Now, we made a conscious decision to end Act II with the dead bodies. You didn't see them on television. There’s one thing reading about it, hearing somebody died, and another thing about seeing it, and we wanted the audience to see that this is the United States of America. This is not Port au Prince, Haiti; it’s somewhere else. This is the United States of America, and these dead bodies were all around. And that’s the reason behind this montage at the end.

     Así nos explica la secuencia Spike Lee. El montaje representa un desafío en la medida en que revela lo que el complejo mediático y estatal había ocultado. El así llamado tercer mundo no era algo ajeno sino algo propio. Katrina desmentía la fantasía estadounidense, tan cara a la clase política, de representar “the greatest country in the history of the world”. Y ante esta realidad chocante no existe el “placer perverso” pero “estético” que reconoce Ponte en La Habana. Puede que exista la curiosidad morbosa que se siente ante el accidente de tránsito—así lo evidenciaban los “Katrina Tours” que se ofrecían a los curiosos—pero no puede haber placer estético ni contemplación “desinteresada” o “estética”.
     La música que acompaña esta serie de imágenes no es la música clásica que sirve, en la película alemana, de vaso comunicante entre el imaginario local y un imaginario cosmopolita o metropolitano.
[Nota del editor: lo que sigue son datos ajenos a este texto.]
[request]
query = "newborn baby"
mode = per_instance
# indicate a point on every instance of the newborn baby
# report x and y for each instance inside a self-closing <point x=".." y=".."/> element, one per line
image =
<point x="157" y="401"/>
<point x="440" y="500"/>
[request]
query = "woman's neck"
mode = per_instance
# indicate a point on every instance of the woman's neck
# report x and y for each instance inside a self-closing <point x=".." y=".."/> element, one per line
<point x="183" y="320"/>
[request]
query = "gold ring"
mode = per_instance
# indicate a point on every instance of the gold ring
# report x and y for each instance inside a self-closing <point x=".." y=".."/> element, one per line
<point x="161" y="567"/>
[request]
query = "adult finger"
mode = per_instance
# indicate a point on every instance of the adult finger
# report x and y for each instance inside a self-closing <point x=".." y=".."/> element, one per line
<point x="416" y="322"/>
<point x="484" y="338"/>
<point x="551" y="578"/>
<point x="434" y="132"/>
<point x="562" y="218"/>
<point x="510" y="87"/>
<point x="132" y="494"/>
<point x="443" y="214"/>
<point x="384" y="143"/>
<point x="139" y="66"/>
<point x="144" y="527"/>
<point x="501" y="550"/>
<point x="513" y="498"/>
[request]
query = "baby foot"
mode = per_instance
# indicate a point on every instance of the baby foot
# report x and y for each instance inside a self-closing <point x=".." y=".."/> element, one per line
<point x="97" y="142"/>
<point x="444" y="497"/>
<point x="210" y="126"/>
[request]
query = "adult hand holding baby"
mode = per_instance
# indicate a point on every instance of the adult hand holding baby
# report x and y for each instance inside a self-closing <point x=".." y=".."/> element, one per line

Esta música de cuerdas la compuso Terrence Blanchard, músico de New Orleans, entrevistado en el documental, personaje que acompaña a su madre la primera vez que vuelve a su casa ahora destrozada por dentro. Si bien la música no nos hace pensar en la de los famosos funerales de jazz, sí parece tratarse, por lo menos, de un requiem autóctono.(6) La ciudad está de luto. Como no se pueden mostrar las terribles imágenes acompañadas por un requiem de Verdi o de Mozart—no sin profanarlas—se podría llegar a pensar que la verdadera isla es New Orleans: Cuba es la nación a-islada, en términos geográficos y geopolíticos, pero en el marco cultural, es La Habana la que tiene a su disposición una serie de coordenadas cosmopolitas, referencias que resultarían chocantes para el imaginario de New Orleans.(7) Un golfo simbólico e intelectual se interpone entre las dos ciudades.
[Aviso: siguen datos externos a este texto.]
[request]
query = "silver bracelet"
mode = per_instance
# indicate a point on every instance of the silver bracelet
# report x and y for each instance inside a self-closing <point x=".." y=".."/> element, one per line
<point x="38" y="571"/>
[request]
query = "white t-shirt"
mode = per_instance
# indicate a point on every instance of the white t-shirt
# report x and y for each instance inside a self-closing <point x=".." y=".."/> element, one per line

     También han producido víctimas, por supuesto, los derrumbes de edificios en La Habana. El derrumbe que se cierne sobre los individuos retratados en Arte nuevo de hacer ruinas también amenaza con producir cuerpos desfigurados, familiares sumidos en llanto, estructuras sociales violentadas. Pero Arte de hacer ruinas no tiene en realidad la opción de incorporar las imágenes de estas víctimas. No me refiero a cuestiones legales o de censura. La muerte literal, corporal, no tiene cabida en el sistema representativo de la película de Borchmeyer, tal como una sinfonía de Mahler o un aria de Donizetti no tiene cabida en la película de Spike Lee. Por decirlo de otro modo, la inclusión de elementos ajenos a los códigos operantes significaría plantear de nuevo la obra misma. Habría que imaginar una estructura capaz de admitir los diversos elementos, lo cual significaría, en realidad, abandonar el proyecto en curso y volver al comienzo. Es que la celebrada libertad artística responde—tal como el idioma mismo—a normas bastante férreas, bien conocidas por todos, bien asumidas en el inconsciente colectivo. Se trata de una libertad siempre coartada por reglas implícitas e inapelables.
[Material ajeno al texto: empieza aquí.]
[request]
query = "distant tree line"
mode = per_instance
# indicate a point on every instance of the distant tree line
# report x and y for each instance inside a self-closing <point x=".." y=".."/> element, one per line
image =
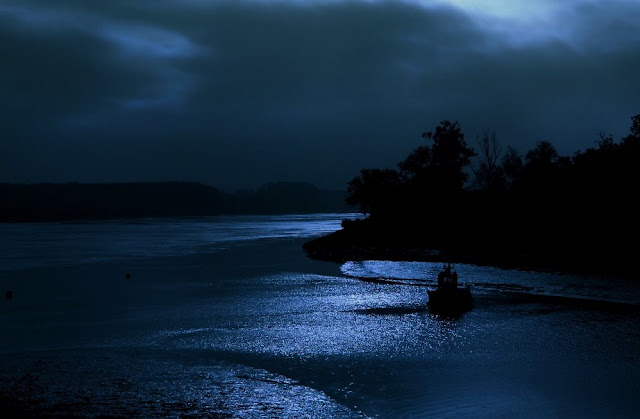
<point x="71" y="201"/>
<point x="540" y="208"/>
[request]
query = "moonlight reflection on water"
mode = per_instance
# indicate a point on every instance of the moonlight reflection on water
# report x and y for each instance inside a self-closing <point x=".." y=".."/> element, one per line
<point x="253" y="328"/>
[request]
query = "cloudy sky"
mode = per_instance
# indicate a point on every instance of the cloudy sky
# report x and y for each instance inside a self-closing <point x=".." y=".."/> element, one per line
<point x="238" y="93"/>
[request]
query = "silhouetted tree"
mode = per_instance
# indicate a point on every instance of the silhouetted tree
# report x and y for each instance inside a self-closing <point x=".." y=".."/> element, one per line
<point x="450" y="155"/>
<point x="374" y="191"/>
<point x="512" y="165"/>
<point x="489" y="174"/>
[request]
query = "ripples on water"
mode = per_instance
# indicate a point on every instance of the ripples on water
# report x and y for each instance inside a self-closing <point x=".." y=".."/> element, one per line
<point x="214" y="322"/>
     Mi propósito en señalar los evidentes parámetros que cualquier sistema representativo le impone a la obra de arte no es sopesar estos sistemas para luego elegir entre ellos; no pretendo atribuirle mayor peso a uno u otro. Esto no es un manifiesto a favor o en contra del realismo periodístico, ni a favor o en contra de las reflexiones estéticas. He querido simplemente ofrecer un par de ejemplos concretos de cómo, para las ruinas de La Habana y las de New Orleans, el empleo de ciertas estrategias narrativas o cinematográficas—empleo que resulta perfectamente “natural”—necesariamente excluye otras, supuestamente menos naturales. He procurado ilustrar concretamente lo que anteriormente propuse en términos más abstractos: dos ciudades hermanadas por la geografía y la historia, por el tráfico de seres humanos, por una larga tradición de intercambio comercial y cultural, e incluso por su estatus contemporáneo de ciudad turística y ciudad arruinada, han llegado a ocupar dos sistemas semióticos mutuamente ininteligibles.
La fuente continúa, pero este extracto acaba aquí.